"Mimpi ada untuk membuat hidupmu lebih berwarna."
***
Terkadang banyak hal yang terjadi dalam hidup tak sesuai dengan apa yang kita harapkan. Terkadang kita banyak meminta dan menuntut tanpa mau melakukan kewajiban dengan taat. Manusiawi namanya jika memiliki sifat egois. Namun tak selamanya kita harus menatap sedih, bangkit dan percayalah bahwa Tuhan tak pernah memberi ujian di luar batas kemampuan hambahnya. Karena garis takdir tahu kemana hidup akan membawa kita, hingga 'tak selamanya' itupun akan datang dan membawa kita kembali pada-Nya.
Seorang anak perempuan tengah duduk di bangku taman belakang sekolah. SMA Permata Bangsa memiliki dua taman sekolah, satu berada di halaman depan dan satu berada di halaman belakang. Taman bagian depan tampak sejuk dan indah, biasanya siswa yang berkunjung ke taman depan hanya untuk berbincang-bincang atau sekedar berfoto saja. Sedangkan taman bagian belakang tampak gersang karena kurangnya perhatian pihak sekolah, hal inilah yang menyebabkan tak ada siswa yang berniat untuk berkunjung ke sana kecuali untuk siswa-siswa nakal yang menggunakan akses taman belakang sekolah untuk membolos.
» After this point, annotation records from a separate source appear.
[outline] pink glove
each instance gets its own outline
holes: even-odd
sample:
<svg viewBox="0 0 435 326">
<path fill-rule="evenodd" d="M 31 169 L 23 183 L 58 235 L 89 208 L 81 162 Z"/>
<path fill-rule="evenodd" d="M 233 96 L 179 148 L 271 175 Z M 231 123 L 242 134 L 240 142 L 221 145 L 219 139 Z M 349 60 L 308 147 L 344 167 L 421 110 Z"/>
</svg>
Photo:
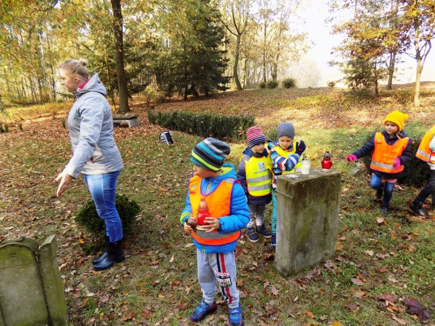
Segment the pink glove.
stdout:
<svg viewBox="0 0 435 326">
<path fill-rule="evenodd" d="M 399 167 L 400 166 L 400 160 L 396 158 L 393 160 L 393 166 L 394 167 Z"/>
<path fill-rule="evenodd" d="M 350 161 L 352 161 L 352 162 L 356 162 L 356 160 L 357 159 L 358 159 L 357 158 L 356 156 L 355 156 L 353 154 L 349 154 L 349 155 L 346 157 L 345 161 L 346 161 L 346 162 L 349 162 Z"/>
</svg>

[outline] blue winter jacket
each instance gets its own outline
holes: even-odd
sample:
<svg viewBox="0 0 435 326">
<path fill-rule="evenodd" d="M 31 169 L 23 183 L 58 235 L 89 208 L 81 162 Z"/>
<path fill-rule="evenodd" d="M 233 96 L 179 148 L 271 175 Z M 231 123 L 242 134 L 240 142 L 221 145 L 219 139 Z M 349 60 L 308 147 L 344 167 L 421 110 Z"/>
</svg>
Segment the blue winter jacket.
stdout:
<svg viewBox="0 0 435 326">
<path fill-rule="evenodd" d="M 201 181 L 201 193 L 205 195 L 207 188 L 208 193 L 212 192 L 219 186 L 221 182 L 228 178 L 236 179 L 235 170 L 234 166 L 229 164 L 224 164 L 222 167 L 222 174 L 216 178 L 207 178 Z M 221 223 L 220 233 L 234 232 L 244 229 L 249 222 L 249 210 L 246 203 L 245 192 L 239 182 L 234 182 L 232 187 L 232 193 L 231 196 L 231 207 L 230 215 L 228 216 L 219 217 Z M 180 222 L 184 225 L 184 221 L 192 216 L 192 208 L 189 197 L 188 186 L 187 195 L 186 198 L 185 207 L 181 213 Z M 221 245 L 204 245 L 200 244 L 193 238 L 192 238 L 195 246 L 201 251 L 207 253 L 226 254 L 235 249 L 237 240 L 231 243 Z"/>
<path fill-rule="evenodd" d="M 251 147 L 247 147 L 243 151 L 243 157 L 240 160 L 238 164 L 238 170 L 237 172 L 237 179 L 241 184 L 245 194 L 248 199 L 248 204 L 251 205 L 265 205 L 272 201 L 272 193 L 265 196 L 260 197 L 255 197 L 251 196 L 248 192 L 248 185 L 246 183 L 246 170 L 245 168 L 245 161 L 248 161 L 253 156 L 254 157 L 262 158 L 269 155 L 267 150 L 264 150 L 262 153 L 257 153 L 252 151 Z"/>
<path fill-rule="evenodd" d="M 64 172 L 77 178 L 80 172 L 101 174 L 120 170 L 124 165 L 113 139 L 112 110 L 98 74 L 75 94 L 76 102 L 67 120 L 73 155 Z"/>
<path fill-rule="evenodd" d="M 397 138 L 397 136 L 395 136 L 393 138 L 390 138 L 390 136 L 388 135 L 388 133 L 386 132 L 386 131 L 383 130 L 381 133 L 383 135 L 384 138 L 385 138 L 385 141 L 389 145 L 392 145 L 394 143 L 395 143 L 397 140 L 398 140 L 399 138 Z M 406 137 L 406 134 L 405 132 L 403 130 L 402 131 L 402 136 L 403 137 Z M 359 158 L 362 157 L 363 156 L 365 156 L 368 154 L 370 155 L 373 154 L 373 151 L 375 149 L 375 136 L 373 135 L 373 138 L 368 142 L 367 144 L 364 145 L 362 147 L 361 147 L 359 149 L 357 149 L 354 152 L 353 155 L 355 155 L 357 158 Z M 406 147 L 405 147 L 405 149 L 403 150 L 403 152 L 402 152 L 402 155 L 399 156 L 398 158 L 399 160 L 400 161 L 400 164 L 402 165 L 404 165 L 407 163 L 409 162 L 412 159 L 412 154 L 411 153 L 411 150 L 409 149 L 409 142 L 406 145 Z M 381 172 L 380 171 L 376 171 L 375 170 L 372 170 L 372 172 L 375 175 L 377 175 L 379 178 L 384 178 L 385 179 L 397 179 L 398 178 L 400 174 L 402 174 L 402 172 L 399 172 L 398 173 L 385 173 L 384 172 Z"/>
</svg>

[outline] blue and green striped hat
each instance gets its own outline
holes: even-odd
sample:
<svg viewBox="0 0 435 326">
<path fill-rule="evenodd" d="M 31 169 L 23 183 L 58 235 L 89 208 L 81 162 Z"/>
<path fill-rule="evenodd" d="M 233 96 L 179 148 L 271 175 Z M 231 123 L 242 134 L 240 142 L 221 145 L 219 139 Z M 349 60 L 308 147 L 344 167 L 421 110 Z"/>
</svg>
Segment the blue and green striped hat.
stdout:
<svg viewBox="0 0 435 326">
<path fill-rule="evenodd" d="M 230 152 L 230 146 L 227 143 L 209 137 L 194 147 L 190 161 L 208 170 L 219 171 Z"/>
</svg>

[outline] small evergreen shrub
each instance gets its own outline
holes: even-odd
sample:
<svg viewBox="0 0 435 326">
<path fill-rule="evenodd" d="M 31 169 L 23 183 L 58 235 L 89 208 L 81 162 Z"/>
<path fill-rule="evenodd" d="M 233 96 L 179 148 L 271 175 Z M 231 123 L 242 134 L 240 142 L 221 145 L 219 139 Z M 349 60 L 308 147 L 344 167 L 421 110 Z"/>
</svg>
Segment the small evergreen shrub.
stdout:
<svg viewBox="0 0 435 326">
<path fill-rule="evenodd" d="M 9 126 L 7 123 L 0 122 L 0 133 L 7 133 L 9 131 Z"/>
<path fill-rule="evenodd" d="M 212 113 L 193 113 L 187 111 L 161 112 L 150 110 L 148 119 L 153 124 L 159 124 L 172 130 L 197 135 L 204 138 L 213 137 L 231 141 L 241 140 L 244 132 L 254 126 L 253 116 L 225 116 Z"/>
<path fill-rule="evenodd" d="M 381 129 L 379 130 L 379 131 Z M 405 165 L 405 169 L 403 170 L 400 178 L 398 179 L 397 182 L 399 183 L 405 184 L 407 186 L 414 186 L 414 187 L 419 187 L 426 184 L 429 179 L 430 173 L 427 163 L 421 160 L 419 160 L 415 157 L 415 154 L 418 148 L 419 145 L 420 145 L 420 143 L 424 133 L 427 131 L 422 132 L 415 128 L 410 128 L 407 129 L 406 126 L 404 128 L 404 130 L 406 133 L 406 136 L 411 139 L 411 142 L 409 143 L 409 149 L 411 151 L 413 158 L 409 163 Z M 371 140 L 373 138 L 375 133 L 376 131 L 378 131 L 372 130 L 372 131 L 368 132 L 366 136 L 365 141 L 361 144 L 360 147 Z M 369 168 L 370 166 L 370 162 L 372 161 L 372 154 L 368 154 L 360 159 L 368 168 Z"/>
<path fill-rule="evenodd" d="M 296 80 L 294 78 L 286 78 L 281 82 L 284 88 L 295 88 L 296 87 Z"/>
<path fill-rule="evenodd" d="M 276 79 L 270 79 L 266 83 L 266 87 L 270 89 L 278 87 L 278 81 Z"/>
<path fill-rule="evenodd" d="M 136 229 L 136 216 L 140 212 L 140 208 L 134 200 L 130 200 L 125 195 L 118 194 L 115 196 L 115 206 L 119 214 L 126 238 Z M 85 253 L 89 255 L 100 250 L 105 242 L 106 227 L 104 221 L 98 216 L 93 200 L 91 199 L 86 202 L 76 216 L 76 222 L 92 234 L 87 242 L 81 244 Z"/>
</svg>

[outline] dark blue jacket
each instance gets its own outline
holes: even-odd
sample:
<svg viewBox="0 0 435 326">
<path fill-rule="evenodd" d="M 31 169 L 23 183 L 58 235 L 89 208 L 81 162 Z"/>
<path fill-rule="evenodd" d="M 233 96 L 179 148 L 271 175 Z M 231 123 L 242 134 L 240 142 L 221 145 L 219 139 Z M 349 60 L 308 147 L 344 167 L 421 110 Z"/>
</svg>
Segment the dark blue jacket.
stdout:
<svg viewBox="0 0 435 326">
<path fill-rule="evenodd" d="M 389 145 L 392 145 L 394 144 L 399 138 L 397 138 L 396 136 L 394 136 L 393 138 L 390 138 L 389 135 L 388 135 L 388 133 L 386 132 L 385 130 L 382 131 L 381 133 L 383 135 L 384 138 L 385 138 L 385 141 Z M 406 134 L 405 134 L 405 132 L 403 130 L 402 131 L 402 137 L 406 137 Z M 372 155 L 373 153 L 373 151 L 375 149 L 375 136 L 373 136 L 373 138 L 372 138 L 371 140 L 368 142 L 367 144 L 364 145 L 362 147 L 361 147 L 359 149 L 357 149 L 354 152 L 353 155 L 355 155 L 357 158 L 359 158 L 360 157 L 362 157 L 363 156 L 365 156 L 368 154 Z M 412 154 L 411 153 L 411 150 L 409 149 L 409 143 L 406 145 L 406 147 L 405 147 L 405 149 L 403 150 L 403 152 L 402 152 L 402 155 L 399 156 L 398 158 L 399 160 L 400 161 L 400 164 L 402 165 L 404 165 L 407 163 L 409 162 L 413 158 Z M 372 172 L 379 177 L 379 178 L 384 178 L 388 179 L 396 179 L 398 178 L 400 174 L 402 174 L 402 172 L 399 172 L 399 173 L 385 173 L 383 172 L 380 172 L 379 171 L 375 171 L 374 170 L 372 170 Z"/>
<path fill-rule="evenodd" d="M 238 171 L 237 172 L 237 179 L 240 181 L 241 184 L 241 186 L 243 187 L 243 190 L 245 190 L 245 194 L 246 195 L 246 198 L 248 199 L 248 204 L 251 205 L 265 205 L 272 201 L 272 194 L 269 194 L 265 196 L 261 196 L 261 197 L 254 197 L 251 196 L 248 192 L 248 186 L 246 184 L 246 171 L 245 167 L 245 161 L 248 161 L 251 157 L 257 158 L 262 158 L 267 156 L 268 155 L 268 151 L 264 148 L 262 153 L 256 153 L 251 149 L 251 147 L 247 147 L 243 151 L 243 157 L 240 160 L 240 163 L 238 164 Z"/>
</svg>

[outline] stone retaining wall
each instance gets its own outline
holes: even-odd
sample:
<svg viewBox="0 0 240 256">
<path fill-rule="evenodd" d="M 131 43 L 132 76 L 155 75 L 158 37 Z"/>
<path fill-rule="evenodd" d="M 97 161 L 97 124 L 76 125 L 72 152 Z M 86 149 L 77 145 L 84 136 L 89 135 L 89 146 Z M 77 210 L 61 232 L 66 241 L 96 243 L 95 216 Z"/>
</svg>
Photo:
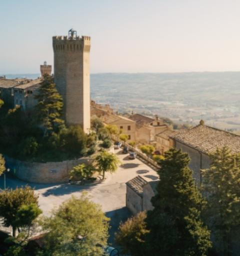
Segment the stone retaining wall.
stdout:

Perempuan berambut sebahu itu tampak serius, ia sedang mengerjakan tugas yang gurunya berikan tempo hari. Karena perpustakaan yang ramai oleh anak kelas tiga. Membuat perempuan itu memutuskan untuk belajar di taman belakang sekolah saja.
Kondisi yang sepi membuatnya lebih fokus mengerjakan tugas sekolah. Anak perempuan itu paham, bahwa saat jam istirahat tempat-tempat seperti kantin, kelas dan taman bagian depan akan dipenuhi oleh siswa-siswa sekolahnya.
Sesekali ia menghela nafas karena tugas sekolah yang cukup menyita pikirannya.
Perempuan itu selesai mengerjakan tugasnya dan bermaksud ingin kembali ke kelasnya. Namun tiba-tiba saja ada yang membentur lengan kirinya sehingga ia ikut terjatuh. Seketika matanya terbelalak karena buku-bukunya hampir saja terjatuh di atas dedaunan yang basah.
Anak perempuan itu menghela nafas setidaknya masih ada yang terselamatkan.
"Lo apa-apaan? Mau sok jadi pahlawan," ucap laki-laki yang membentur lengannya.
Kinan bangkit dengan menahan sakit di lengannya. "Lo tuh yang salah. Kenapa malah nyalahin orang. Gue yang seharusnya marah sama lo. Kenapa lo bisa jatuh dari atas sana?"
"Salah lo lah, kenapa juga di bawah sana." Ia masih bersih keras tak mau disalahkan.
"Kok gue sih, ya lo lah. Sekarang gue tanya, kenapa lo manjat pohon segala? Mau kabur kan lo?"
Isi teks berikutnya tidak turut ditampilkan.